La protection de l'enfance est un élé- ment « de la fonction d'éducation », ainsi que de la prévention et de l'action sociale et médico-sociale, considèrent les huit associations (1) regroupées au sein de la Coordination nationale des associations de protection de l'enfance (CNAPE) (2), dans leur contribution à la préparation du projet de loi pour la protection de l'enfance, promis pour fin mars.
La coordination revient en premier lieu sur un élément clé du débat : la répartition des rôles entre l'autorité judiciaire et l'autorité administrative. « Les propositions visant à centraliser la protection de l'enfance sous la seule responsabilité des conseils généraux, en remisant l'intervention judiciaire dans une subsidiarité exceptionnelle, mettraient gravement en cause les conditions d'accès des enfants et des familles aux prestations de soutien et d'assistance dans le respect de leurs libertés individuelles », s'inquiète-t-elle. En effet, « l'indépendance de l'ordre judiciaire et la possibilité de sa saisine par tout membre de la communauté nationale sont des garanties fondamentales ». C'est pourquoi elle préférerait une approche articulant les interventions au lieu de les opposer et une reconnaissance de la complémentarité des compétences entre l'Etat, les collectivités locales, les magistrats et les associations.
La coordination répond également aux quatre questions soumises par le ministre chargé de la famille aux débats décentralisés dans les départements. Pour répondre à la première - « Prévention, quelles actions pour prévenir la maltraitance ? » -, elle propose que l'autorité, saisie par signalement ou par information, ait pour obligation d'en accuser réception à l'auteur et d'indiquer la suite donnée dans un délai d'un mois. Des procédures de signalement devraient, selon elle, être généralisées sur le modèle de chartes déjà utilisées dans certains départements. La prévention représentant un champ d'intervention large mais éparpillé, elle suggère de créer des points d'accueil communs aux institutions sociales, médico-sociales et judiciaires dans des « maisons départementales de la protection de l'enfance et de la famille ».
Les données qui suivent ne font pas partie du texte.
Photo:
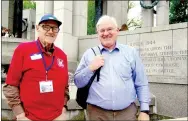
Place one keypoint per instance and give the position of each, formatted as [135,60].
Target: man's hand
[22,117]
[143,117]
[96,63]
[62,117]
Deuxième axe du débat : le partage des informations entre professionnels tenus au secret. Considérant ce partage comme « le produit de bonnes pratiques individuelles », elle préconise de définir « le cadre conceptuel » et la notion de partage entre les personnes investies d'une mission de protection de l'enfance, d'en définir les protocoles dans un cadre légal et de constituer un « comité départemental d'éthique » susceptible d'être saisi.
Comment, par ailleurs, mieux répondre aux besoins et à l'intérêt de l'enfant par l'action éducative ? Sur ce troisième sujet, « l'ensemble des observations faites à propos de la mauvaise coordination des interventions sociales néglige l'aspect de l'incohérence des cadres réglementaires », estime la coordination. Elle suggère d'une part « d'organiser la synthèse des observatoires existants » et d'autre part que les « maisons départementales de la protection de l'enfance et de la famille » qu'elle propose deviennent des lieux « de cohérence et de coordination ». Ces maisons géreraient un fond commun d'intervention socio-éducative rassemblant les financements actuellement éclatés.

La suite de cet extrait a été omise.